New PCR techniques, as for example the real-time PCR methods, have been developed. Real-time PCR assays that use fluorescent probes such as Taqman, molecular beacons and scorpion probes enable the simultaneous performance of amplification and detection and result in a considerable increase in the speed of RT-PCR with a turnaround time of a few hours. Protocols have also been designed for simultaneous amplification of RSV together with various other respiratory viruses which cause similar clinical symptoms. These multiplex PCR assays are able to identify a variety of different respiratory viruses simultaneously, either within a single tube or by parallel detection in a single PCR run. Using highly sensitive monoplex or multiplex PCR assays, it turned out that a significant proportion of up to 10-30% of respiratory illness cases and up to 50% of RSV-infections in infants represent mixed infections of 2 or more respiratory viruses [17, 24, 74, 88-90] (Fig. 2). The impact of a coinfection on the clinical course of illness still remains controversial. A significantly increased risk of more severe disease or of admission to a paediatric intensive care unit has been reported for dual as compared to single respiratory virus detection by some [91-93], but not by other studies [17, 74].
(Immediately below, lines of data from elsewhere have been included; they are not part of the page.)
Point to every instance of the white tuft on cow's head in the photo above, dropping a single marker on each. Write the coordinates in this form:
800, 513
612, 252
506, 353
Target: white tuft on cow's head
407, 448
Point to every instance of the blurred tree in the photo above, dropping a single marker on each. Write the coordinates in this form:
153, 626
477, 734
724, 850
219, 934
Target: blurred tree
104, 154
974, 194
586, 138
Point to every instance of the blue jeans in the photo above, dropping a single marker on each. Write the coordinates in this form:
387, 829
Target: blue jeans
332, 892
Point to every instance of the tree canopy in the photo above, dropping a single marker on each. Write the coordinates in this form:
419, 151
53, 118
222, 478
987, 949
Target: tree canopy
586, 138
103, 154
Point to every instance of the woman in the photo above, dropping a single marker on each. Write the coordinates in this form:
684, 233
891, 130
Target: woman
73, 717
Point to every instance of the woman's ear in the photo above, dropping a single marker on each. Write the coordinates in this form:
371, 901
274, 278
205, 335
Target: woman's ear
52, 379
An important benefit of real-time PCR is that it allows quantification of viral nucleic acids present in a sample [66, 77]. The diagnostic value of the determination of viral loads in respiratory tract infections is still unclear, because respiratory specimens are difficult to standardize, especially with regard to the amount of virus or virus-infected cells within specimens and the non-standardized dilution of samples.
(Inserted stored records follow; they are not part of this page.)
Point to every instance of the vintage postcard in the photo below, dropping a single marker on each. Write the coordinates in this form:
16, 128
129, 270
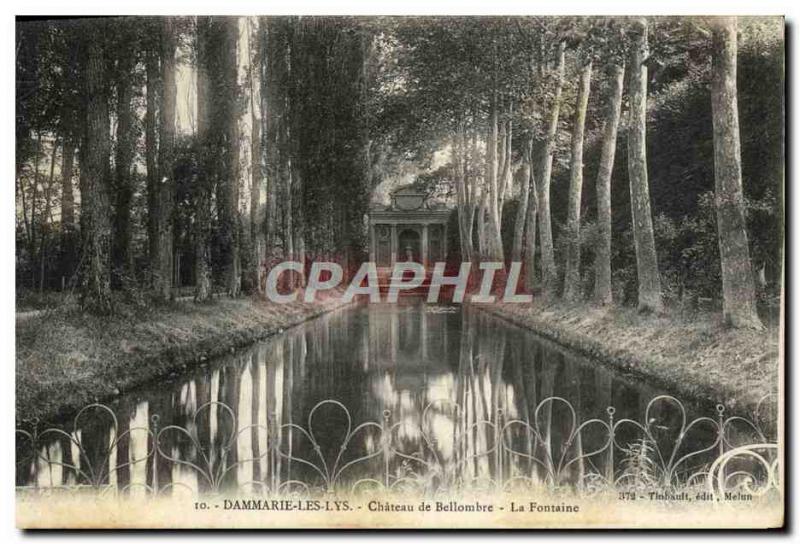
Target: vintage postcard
400, 272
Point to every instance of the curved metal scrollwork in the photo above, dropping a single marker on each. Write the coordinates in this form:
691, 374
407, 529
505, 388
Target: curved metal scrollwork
663, 450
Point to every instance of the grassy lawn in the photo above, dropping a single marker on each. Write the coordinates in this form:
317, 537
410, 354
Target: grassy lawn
66, 359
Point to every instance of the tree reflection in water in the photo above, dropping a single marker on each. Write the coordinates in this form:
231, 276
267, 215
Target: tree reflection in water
454, 397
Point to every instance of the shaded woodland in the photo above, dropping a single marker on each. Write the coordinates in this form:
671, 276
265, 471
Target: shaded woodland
622, 160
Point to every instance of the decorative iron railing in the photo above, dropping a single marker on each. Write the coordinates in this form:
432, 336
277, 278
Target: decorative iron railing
447, 449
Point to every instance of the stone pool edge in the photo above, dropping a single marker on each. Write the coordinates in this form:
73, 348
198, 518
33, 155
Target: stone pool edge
668, 373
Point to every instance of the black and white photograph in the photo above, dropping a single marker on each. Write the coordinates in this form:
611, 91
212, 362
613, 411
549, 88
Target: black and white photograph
399, 271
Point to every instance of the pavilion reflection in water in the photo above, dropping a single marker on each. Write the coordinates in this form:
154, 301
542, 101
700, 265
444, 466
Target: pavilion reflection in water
384, 363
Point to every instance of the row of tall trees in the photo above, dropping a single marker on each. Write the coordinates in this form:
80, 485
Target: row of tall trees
273, 162
508, 95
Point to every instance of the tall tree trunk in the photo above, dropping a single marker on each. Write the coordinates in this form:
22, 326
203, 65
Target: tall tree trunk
228, 183
522, 204
738, 293
162, 280
530, 223
543, 177
646, 259
572, 269
256, 155
67, 206
269, 82
46, 217
202, 198
602, 274
122, 257
151, 152
494, 242
95, 203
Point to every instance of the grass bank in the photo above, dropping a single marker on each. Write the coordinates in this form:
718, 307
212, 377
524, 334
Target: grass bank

As far as RSV is concerned higher viral loads seem to correspond with a more severe clinical course of the disease [94, 95] and an increased likelihood of recurrence of wheezing [24]. In patients in whom multiple viruses are detected quantitative RT-PCR may help to discriminate between the virus actually causing the acute respiratory disease and those simultaneously detected but without a causative relationship to the actual clinical symptoms.

Determination of RSV-Specific Antibodies (Serology)
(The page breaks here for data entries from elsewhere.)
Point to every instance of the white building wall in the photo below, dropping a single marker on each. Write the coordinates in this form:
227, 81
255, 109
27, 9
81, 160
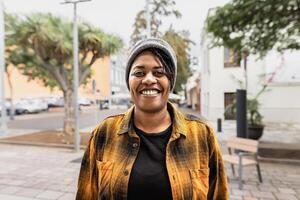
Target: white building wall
280, 104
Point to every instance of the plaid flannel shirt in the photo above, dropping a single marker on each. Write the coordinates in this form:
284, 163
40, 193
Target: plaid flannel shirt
193, 160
Testing for virus specific antibodies is not useful for the diagnosis of acute RSV-infection. A serologic response is usually not detectable in infants, despite severe RSV infection [75, 96]. Even when sophisticated tests for the detection of class specific antibodies are used, the infant’s own antibody response is barely detectable in the presence of maternally derived antibodies [97] and even in older children and groups of patients repeated infections are usually not associated with a detectable antibody response [75, 98]. Screening for RSV-specific antibodies is mostly performed to obtain seroepidemiologic information and for research purposes [99].


Future developments for the diagnosis of viral respiratory tract infection should enhance the development of cost effective, sensitive and rapid tests allowing the screening of at risk populations for all probable causative agents. RT-multiplex PCRs have been developed to use numerous primers within a single reaction tube to amplify nucleic acid fragments from different respiratory viral pathogens. Up to now data on the comparative analysis between multiplex reactions and mono-reactions on the same sample indicate a reduced sensitivity and specificity of the multiplex systems [80]. Therefore more research is needed to overcome the problems associated with the use of multiple sets of high concentration primers and to identify reaction conditions that can be combined in order to obtain maximal specificity with a minimal loss in sensitivity. Target-enriched multiplexing amplification and the use of padlock probe design may aid to overcome these technical problems [100]. In addition optimized extraction procedures, improved standardisation associated with more automation and different testing protocols for summer and winter months based on epidemiologic data will provide accurate and clinically meaningful results that will considerably improve diagnosis of respiratory infections and directly impact patient management.